Infine, permettetemi anche una piccola nota sulla tempistica della magistratura: proprio quel martedì, prima del consiglio, la Guardia di Finanza ha fatto visita agli uffici del Comune e in contemporanea si è appreso che il sindaco e quattro assessori risultavano indagati per abuso di ufficio. La delibera di Giunta incriminata è del 2012, gli atti cartacei richiesti dalla Procura sono stati consegnati a maggio 2014 e il primo giorno libero per la perquisizione, e per iscrivere primo cittadino e giunta tra gli indagati, è stato proprio quel martedì 29 settembre 2015. Che coincidenza! Che tempismo! Sarà, ma a me certe cose provocano un po’ di disagio. E comunque sia, il sindaco sotto inchiesta, per alcuni è stato un motivo in più per “dargli al bugiardo”, per altri – leggi Forza Italia, che con Pezzoni ha più di un conto aperto - un regalo inaspettato.

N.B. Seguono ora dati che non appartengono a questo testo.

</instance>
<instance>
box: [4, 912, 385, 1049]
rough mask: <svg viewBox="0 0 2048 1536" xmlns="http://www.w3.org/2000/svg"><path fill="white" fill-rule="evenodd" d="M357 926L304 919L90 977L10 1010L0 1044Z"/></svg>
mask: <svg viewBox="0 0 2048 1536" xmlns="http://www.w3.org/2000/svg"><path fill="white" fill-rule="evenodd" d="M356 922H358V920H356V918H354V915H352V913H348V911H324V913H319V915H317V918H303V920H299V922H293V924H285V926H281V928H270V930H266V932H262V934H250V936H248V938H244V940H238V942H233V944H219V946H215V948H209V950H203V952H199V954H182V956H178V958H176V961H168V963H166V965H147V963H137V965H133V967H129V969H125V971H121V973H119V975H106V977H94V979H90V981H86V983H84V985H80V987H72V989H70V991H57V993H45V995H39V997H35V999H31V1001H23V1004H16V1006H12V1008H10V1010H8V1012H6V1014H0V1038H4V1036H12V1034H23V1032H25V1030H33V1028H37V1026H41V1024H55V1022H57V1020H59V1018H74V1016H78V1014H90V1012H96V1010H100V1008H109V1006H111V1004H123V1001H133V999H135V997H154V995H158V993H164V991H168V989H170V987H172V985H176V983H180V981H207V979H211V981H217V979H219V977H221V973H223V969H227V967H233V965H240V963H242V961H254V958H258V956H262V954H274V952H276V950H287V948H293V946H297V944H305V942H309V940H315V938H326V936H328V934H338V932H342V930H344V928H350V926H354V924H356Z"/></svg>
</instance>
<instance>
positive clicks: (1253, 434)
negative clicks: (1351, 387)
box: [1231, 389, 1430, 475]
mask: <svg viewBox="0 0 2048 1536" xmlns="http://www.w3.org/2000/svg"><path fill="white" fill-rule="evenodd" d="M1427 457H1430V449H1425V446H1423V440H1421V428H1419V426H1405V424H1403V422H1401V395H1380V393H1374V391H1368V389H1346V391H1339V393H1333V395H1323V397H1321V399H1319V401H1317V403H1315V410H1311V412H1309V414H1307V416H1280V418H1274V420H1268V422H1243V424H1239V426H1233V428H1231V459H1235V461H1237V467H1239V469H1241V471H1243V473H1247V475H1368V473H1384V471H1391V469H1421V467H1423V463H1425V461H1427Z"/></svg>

«Voglio portare avanti con senso di responsabilità gli aspetti più importanti del mio mandato e lo faccio per la nostra città. Poi rassegnerò le dimissioni», ha detto Pezzoni l’altro giorno annunciando la data dell'uscita di scena. Non avevamo dubbi. Buon compleanno e buona fortuna, sindaco. A me dispiace che sia finita così.